NO. The order of the RTC is not correct. Also, the argument of Pedro is
misplaced.

Under Section 17 Rule 119 of the Rules of Court, the testimony of the
witness during the discharge proceeding will only be inadmissible if the
court denies the motion to discharge the accused as a state witness.

In the case at bar, the hearing was already concluded and the motion to
discharge was approved. Therefore, whatever transpired during the hearing
is already automatically deemed part of the records of the case and
admissible in evidence. As to the argument of Pedro, it bears stressing that
under the Rules it is very clear that the admissibility of the testimony of a
state witness is conditioned upon the approval of the motion to discharge
and not on whether he was able to testify or not.

9. What are the distinctions between “dismissal” and “acquittal”? Discuss


exhaustively. 10 pts.

Acquittal is always based on the merits of the case that is, he defendant is
acquitted because the evidence does not show that defendant’s guilt is
beyond a reasonable doubt; dismissal on the other hand does not decide the
case on the merits or that the defendant is not guilty. 
Dismissal terminates the proceeding, either because the court is not a court
of competent jurisdiction, or the evidence does not show that the offense was
committed within the territorial jurisdiction of the court, or the complaint or
information is not valid or sufficient in form and substance, 

Dismissal may be provisional while acquittal is not.

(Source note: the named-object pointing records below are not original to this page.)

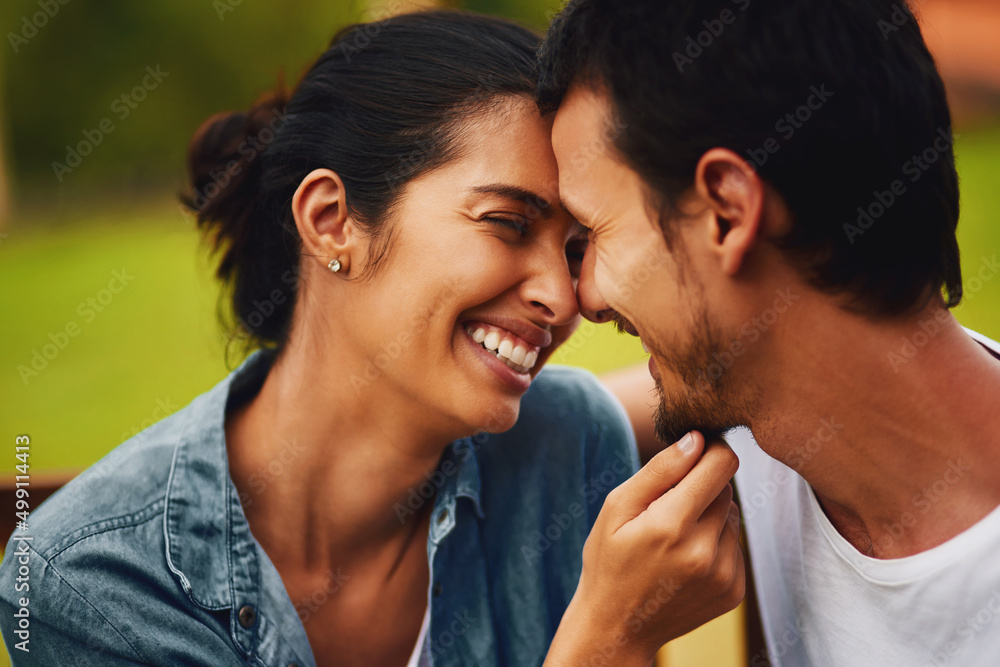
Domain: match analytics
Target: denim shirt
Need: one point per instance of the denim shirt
(147, 557)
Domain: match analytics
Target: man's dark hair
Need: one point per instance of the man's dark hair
(836, 103)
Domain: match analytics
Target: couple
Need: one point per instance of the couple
(428, 223)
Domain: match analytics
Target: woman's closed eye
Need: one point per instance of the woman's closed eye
(576, 248)
(520, 225)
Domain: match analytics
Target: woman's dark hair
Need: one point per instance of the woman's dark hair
(836, 103)
(384, 104)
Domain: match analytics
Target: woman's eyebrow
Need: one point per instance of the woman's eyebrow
(517, 193)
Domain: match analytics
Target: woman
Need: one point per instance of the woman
(388, 479)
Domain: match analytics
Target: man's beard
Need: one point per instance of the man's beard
(707, 400)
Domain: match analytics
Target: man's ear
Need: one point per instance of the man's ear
(735, 194)
(328, 232)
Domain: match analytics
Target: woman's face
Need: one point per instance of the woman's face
(480, 274)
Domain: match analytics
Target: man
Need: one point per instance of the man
(772, 198)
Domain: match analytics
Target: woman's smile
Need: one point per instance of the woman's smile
(509, 356)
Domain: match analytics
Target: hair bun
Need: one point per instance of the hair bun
(223, 164)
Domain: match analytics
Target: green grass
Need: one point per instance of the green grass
(157, 343)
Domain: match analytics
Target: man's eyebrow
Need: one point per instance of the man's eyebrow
(516, 193)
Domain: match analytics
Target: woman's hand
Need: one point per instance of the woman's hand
(663, 558)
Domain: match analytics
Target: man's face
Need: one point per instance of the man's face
(631, 275)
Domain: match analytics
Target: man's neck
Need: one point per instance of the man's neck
(893, 424)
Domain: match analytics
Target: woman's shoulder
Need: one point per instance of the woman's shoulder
(124, 488)
(576, 396)
(569, 429)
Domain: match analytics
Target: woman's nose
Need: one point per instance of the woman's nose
(550, 290)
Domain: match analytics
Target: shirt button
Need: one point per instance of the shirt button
(247, 616)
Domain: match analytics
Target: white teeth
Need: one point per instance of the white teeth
(518, 355)
(514, 356)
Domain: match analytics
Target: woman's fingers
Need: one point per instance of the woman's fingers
(662, 473)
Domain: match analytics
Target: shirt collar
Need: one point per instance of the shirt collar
(208, 541)
(207, 536)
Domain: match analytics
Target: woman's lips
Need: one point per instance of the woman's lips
(514, 379)
(512, 350)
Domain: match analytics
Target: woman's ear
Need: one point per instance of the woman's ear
(736, 195)
(328, 232)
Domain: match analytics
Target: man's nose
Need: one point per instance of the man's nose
(592, 304)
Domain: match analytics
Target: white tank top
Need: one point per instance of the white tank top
(825, 603)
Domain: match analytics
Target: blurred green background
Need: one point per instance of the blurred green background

10.Rohan and Arnie were charged with murder. The RTC convicted Rohan as
an accomplice to the crime of murder that the prosecution was able to
establish by circumstantial evidence that Arnie killed the victim while
Rohan was proven to be armed and behind Arnie. The RTC also considered
the qualifying circumstance of evident premeditation as the attack appeared
to be planned. Dissatisfied Rohan appealed before the CA. Rohan insists
that there was a variance between the allegations in the information and the
proof adduced by the prosecution during trial which is prejudicial to him. Is
the “variance in the participation in the offense between what was alleged in
the information and what was proven” a ground for acquittal? Discussed
exhaustively. 10 pts.

NO.

Under Rule 120 of the Rules of Court when there is variance between the
offense charged in the Information and that proved or established by the
evidence, and the offense as charged necessarily includes the offense
proved, the accused shall be convicted of the offense proved included in that
which is charged.

In one case decided by the Supreme Court, it was held that, variance in the
participation of the offense is between what was alleged in the Information
and what was proven is not a ground for acquittal. Also in one case, it was
held that an accused can be validly convicted as an accomplice or accessory
under an information charging him as a principal because the greater
responsibility necessarily includes the lesser.

In the case at bar, Rohan was charged as the principal in the information
but what was proven during trial is that he was merely an accomplice.